V10/cmd/sml/doc/INSTALL

Installing Standard ML of New Jersey

Standard ML of New Jersey currently runs on the following systems, subject
to the noted restrictions:

  Vaxes running 4.[2,3]BSD Unix, V9 Unix, or Ultrix:
   The floating point functions will work only on Vaxes which support g_floats.
   (This includes VAX-8xxx, MicroVAX II, and MicroVAX III machines)

  Sun 3 workstations:
   The floating point functions will work only on Suns with the MC68881 chip,
   but the floating point coprocessor is not required to install and run
   the compiler.

  Sun 4 workstations

  NeXT workstations

  Encore Multimax

  [DECstation {2,3}100]

If you have trouble installing the system, please send us a request for
help, including the version of the compiler (check the definition of the
"version" variable in src/boot/perv.sml if in doubt), hardware
configuration (machine type and memory size), operating system, and an
input/output script showing the problem.

The compiler can be used both interactively and in "batch" mode.  Batch
mode provides an insecure precursor of separate compilation that we use to
bootstrap the compiler.  Most users will want to use the interactive
system, but a description of the batch system is provided in
src/doc/BATCHINSTALL for those expert users who wish to modify the
compiler, cross compile, or support a large program of their own.  The rest
of this file tells you how to install the interactive version.
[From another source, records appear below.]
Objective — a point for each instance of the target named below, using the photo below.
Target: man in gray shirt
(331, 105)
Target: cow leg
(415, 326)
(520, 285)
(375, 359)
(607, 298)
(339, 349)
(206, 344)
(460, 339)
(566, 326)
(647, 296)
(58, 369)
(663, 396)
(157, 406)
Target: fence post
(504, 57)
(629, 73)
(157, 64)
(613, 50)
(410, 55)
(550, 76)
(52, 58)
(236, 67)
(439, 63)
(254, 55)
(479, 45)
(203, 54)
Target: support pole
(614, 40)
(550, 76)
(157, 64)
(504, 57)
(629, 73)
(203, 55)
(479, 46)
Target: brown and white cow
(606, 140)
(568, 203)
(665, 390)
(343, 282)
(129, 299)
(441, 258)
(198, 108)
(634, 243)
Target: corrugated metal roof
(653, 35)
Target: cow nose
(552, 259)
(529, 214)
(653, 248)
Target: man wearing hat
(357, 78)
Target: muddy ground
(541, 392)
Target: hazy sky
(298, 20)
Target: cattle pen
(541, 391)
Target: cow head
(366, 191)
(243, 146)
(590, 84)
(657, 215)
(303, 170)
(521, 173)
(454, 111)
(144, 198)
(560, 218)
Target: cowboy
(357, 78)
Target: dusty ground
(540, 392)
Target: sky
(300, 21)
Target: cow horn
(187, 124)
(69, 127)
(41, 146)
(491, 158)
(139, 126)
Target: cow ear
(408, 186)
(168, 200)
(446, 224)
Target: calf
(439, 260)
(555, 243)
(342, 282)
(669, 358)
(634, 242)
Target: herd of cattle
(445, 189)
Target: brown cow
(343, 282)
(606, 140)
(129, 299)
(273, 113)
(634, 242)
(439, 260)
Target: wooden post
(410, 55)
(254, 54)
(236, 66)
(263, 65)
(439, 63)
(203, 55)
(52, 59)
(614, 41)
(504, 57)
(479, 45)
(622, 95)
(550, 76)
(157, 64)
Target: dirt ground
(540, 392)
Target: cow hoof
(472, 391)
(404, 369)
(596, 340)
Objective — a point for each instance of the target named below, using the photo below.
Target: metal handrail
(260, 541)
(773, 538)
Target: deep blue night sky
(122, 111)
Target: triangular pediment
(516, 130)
Installation script -- makeml

The makeml shell script (src/makeml) is described by its man page, doc/makeml.1.
The most important options describe the hardware architecture, the operating
system, and the sharing mode.

(1) machine -- the target machine:

  -sun3
  -m68     Sun 3 workstations using the MC68020 processor (MC68881 assumed)

  -vax	   Vaxes supporting g_floats

  -sun4
  -sparc   Sun 4 workstations and SPARCstations

  -next	   NeXT machine

  -envcore Encore Multimax (NS32032 processor)

(2) os -- the operating system of the target machine:

  -bsd       various BSD-based Unix systems
  -ultrix    Ultrix on Vax or DECstations
  -v9        a local Bell Labs Unix variety (Vax only)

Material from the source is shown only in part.